There is the tried and true catchphrase right out of leading pharmaceutical ads, “Like in most other diseases, early diagnosis and treatment can drastically reduce both financial and emotional burdens…,” leading to his big-hook plea question, “So how can people access high-quality fertility care without imposing financial burdens on themselves?”

Why the hell should they???  If there are burdens to be imposed, what justifies a cheap tech peddler in encouraging others (via Big Insurance or Big Government) to pay proxy costs in order to line his pockets? 

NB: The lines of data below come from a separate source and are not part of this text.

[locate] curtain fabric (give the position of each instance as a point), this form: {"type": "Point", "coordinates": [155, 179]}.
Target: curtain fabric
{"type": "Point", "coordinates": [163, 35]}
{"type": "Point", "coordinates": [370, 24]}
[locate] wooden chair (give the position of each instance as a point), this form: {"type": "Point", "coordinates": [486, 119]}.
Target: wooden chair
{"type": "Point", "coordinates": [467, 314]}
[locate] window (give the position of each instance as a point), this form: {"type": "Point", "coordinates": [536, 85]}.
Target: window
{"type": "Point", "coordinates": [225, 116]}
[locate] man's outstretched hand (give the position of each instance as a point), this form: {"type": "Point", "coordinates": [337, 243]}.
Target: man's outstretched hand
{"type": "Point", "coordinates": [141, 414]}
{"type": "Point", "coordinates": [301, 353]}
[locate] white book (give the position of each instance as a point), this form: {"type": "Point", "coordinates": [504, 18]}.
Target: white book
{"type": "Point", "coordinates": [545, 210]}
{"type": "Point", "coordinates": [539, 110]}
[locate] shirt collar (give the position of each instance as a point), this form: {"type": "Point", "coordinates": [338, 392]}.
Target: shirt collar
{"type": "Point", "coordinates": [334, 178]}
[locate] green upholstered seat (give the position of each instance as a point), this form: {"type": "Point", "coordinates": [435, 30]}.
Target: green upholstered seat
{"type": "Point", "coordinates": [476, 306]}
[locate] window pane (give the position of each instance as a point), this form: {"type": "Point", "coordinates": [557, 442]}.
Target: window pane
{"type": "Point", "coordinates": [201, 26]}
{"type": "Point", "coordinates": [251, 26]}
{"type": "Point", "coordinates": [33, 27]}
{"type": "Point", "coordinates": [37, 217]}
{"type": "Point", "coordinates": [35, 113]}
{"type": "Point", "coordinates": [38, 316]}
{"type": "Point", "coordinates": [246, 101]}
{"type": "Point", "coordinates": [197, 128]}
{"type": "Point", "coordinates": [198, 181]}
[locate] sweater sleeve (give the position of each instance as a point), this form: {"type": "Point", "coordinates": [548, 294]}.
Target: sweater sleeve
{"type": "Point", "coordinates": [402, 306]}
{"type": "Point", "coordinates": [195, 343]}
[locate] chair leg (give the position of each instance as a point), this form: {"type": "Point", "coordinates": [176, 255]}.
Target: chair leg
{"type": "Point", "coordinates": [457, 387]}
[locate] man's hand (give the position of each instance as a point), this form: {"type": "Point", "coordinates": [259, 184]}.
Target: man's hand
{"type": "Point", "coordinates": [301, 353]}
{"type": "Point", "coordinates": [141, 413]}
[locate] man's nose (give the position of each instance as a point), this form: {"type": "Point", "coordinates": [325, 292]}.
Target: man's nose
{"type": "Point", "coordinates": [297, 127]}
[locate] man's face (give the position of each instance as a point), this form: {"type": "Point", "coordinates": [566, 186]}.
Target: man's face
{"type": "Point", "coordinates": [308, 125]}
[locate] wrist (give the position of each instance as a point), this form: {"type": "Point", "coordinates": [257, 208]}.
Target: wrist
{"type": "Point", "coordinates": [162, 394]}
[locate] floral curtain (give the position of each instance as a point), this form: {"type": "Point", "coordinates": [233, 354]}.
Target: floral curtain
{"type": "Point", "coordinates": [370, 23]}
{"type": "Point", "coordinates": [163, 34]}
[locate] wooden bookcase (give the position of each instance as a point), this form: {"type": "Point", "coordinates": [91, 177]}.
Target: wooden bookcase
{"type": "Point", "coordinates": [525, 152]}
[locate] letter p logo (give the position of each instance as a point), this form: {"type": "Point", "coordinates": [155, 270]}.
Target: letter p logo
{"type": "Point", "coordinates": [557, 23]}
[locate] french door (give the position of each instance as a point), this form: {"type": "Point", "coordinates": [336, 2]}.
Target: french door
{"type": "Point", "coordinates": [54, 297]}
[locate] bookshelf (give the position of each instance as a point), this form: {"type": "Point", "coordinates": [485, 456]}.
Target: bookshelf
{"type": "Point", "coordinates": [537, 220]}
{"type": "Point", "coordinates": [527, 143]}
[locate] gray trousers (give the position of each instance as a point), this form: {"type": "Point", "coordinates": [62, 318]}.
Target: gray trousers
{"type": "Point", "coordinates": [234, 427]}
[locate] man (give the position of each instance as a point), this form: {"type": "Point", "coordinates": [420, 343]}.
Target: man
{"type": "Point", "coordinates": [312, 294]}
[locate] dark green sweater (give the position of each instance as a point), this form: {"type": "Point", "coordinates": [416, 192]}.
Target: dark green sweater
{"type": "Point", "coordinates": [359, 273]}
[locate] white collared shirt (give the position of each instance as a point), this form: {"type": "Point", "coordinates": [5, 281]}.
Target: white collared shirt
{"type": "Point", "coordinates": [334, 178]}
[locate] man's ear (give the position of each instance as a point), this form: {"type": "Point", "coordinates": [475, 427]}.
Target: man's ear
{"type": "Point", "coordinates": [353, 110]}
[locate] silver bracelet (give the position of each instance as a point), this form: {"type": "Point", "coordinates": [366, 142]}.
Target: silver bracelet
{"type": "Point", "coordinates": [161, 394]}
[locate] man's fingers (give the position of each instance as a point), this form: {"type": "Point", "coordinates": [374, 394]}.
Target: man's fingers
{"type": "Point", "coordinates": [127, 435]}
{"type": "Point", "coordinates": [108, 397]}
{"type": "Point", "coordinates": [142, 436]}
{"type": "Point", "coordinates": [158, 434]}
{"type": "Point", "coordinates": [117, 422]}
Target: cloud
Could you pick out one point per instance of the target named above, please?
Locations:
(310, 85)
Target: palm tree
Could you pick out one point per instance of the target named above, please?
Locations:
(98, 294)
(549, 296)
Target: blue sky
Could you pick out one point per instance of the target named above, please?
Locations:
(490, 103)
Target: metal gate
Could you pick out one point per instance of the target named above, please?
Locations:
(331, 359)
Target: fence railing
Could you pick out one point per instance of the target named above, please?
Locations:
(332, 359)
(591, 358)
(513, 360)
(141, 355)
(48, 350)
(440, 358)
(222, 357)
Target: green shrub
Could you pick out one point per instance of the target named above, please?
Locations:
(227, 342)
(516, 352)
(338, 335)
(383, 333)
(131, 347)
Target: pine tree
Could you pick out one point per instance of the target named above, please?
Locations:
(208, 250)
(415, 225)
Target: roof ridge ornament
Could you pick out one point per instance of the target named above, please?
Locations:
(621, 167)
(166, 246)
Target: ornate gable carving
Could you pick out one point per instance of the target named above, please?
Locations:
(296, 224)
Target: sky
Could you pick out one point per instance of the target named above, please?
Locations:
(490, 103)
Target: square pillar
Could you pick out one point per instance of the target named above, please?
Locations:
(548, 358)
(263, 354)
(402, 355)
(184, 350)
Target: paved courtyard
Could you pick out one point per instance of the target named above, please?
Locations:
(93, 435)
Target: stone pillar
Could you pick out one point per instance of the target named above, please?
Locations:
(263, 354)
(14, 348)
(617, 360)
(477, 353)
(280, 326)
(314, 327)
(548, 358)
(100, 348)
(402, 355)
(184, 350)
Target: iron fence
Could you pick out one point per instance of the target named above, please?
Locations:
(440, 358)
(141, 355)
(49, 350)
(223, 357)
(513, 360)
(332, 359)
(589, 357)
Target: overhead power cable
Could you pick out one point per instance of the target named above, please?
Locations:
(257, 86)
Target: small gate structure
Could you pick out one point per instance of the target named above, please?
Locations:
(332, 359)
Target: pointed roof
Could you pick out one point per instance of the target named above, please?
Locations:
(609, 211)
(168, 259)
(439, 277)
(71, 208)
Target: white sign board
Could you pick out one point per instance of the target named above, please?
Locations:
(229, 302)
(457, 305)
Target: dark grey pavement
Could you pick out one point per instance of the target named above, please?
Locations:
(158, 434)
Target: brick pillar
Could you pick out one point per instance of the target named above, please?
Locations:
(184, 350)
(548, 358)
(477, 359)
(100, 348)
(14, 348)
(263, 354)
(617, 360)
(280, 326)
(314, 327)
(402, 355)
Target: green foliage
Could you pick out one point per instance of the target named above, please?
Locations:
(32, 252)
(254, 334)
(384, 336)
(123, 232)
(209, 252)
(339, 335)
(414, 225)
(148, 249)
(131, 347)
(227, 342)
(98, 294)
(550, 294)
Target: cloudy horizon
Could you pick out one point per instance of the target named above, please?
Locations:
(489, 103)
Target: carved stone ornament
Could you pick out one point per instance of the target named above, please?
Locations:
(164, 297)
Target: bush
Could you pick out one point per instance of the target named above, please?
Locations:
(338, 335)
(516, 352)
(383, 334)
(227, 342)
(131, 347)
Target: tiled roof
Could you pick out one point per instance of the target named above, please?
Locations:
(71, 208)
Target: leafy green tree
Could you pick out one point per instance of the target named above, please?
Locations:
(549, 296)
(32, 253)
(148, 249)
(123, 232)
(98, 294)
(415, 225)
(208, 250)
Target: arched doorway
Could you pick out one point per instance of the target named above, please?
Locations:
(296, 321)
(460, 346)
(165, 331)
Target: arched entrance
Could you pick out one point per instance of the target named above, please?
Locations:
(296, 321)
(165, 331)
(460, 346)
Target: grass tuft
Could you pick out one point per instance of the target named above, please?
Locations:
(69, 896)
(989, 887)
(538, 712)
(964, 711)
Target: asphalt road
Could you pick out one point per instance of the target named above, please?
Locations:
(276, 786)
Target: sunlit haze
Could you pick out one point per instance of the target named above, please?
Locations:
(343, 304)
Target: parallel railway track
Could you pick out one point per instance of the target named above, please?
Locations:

There is discussion of apps and wearable tech for cycle monitoring, as well as the need for reproductive endocrinologist telemedicine.  “And only telehealth is uniquely equipped to provide access to specialty doctors for underprivileged societal groups who otherwise lack access to highly specialized care.”  The past half-century of Medicaid has encouraged reproduction in “underprivileged societal groups,” and where the hell has that gotten us?  And after conception, will we then be able to connect the local midwife with a tele-OB? 

“Alas, talking to a reproductive endocrinologist regardless of a patient’s location can be a life (literally) saver to some.”  Huh??  Have any of you heard the overhead stat page for the RE to the ICU in the middle of the night?

This ad winds up with, “Combining REI doctor video consultations with at-home kits … can provide much-needed health care for the millions who are priced and placed out of something very essential for our society — reproductive justice and life continuation.”  Essential…to whom?

Justice??  This implies that there was injustice that needs to be corrected, and for – literally – my money, that injustice is the notion that others should receive any sort of bill for a child they neither chose nor conceived.  From certain churches, to a bi-partisan clutch of mealy-mouth giveaway politicians, to great swaths of the population more inclined toward glandular intrusions than respect for the individual, physicians continue to allow themselves to be corrupted by any involvement with this sort of ethical fraud.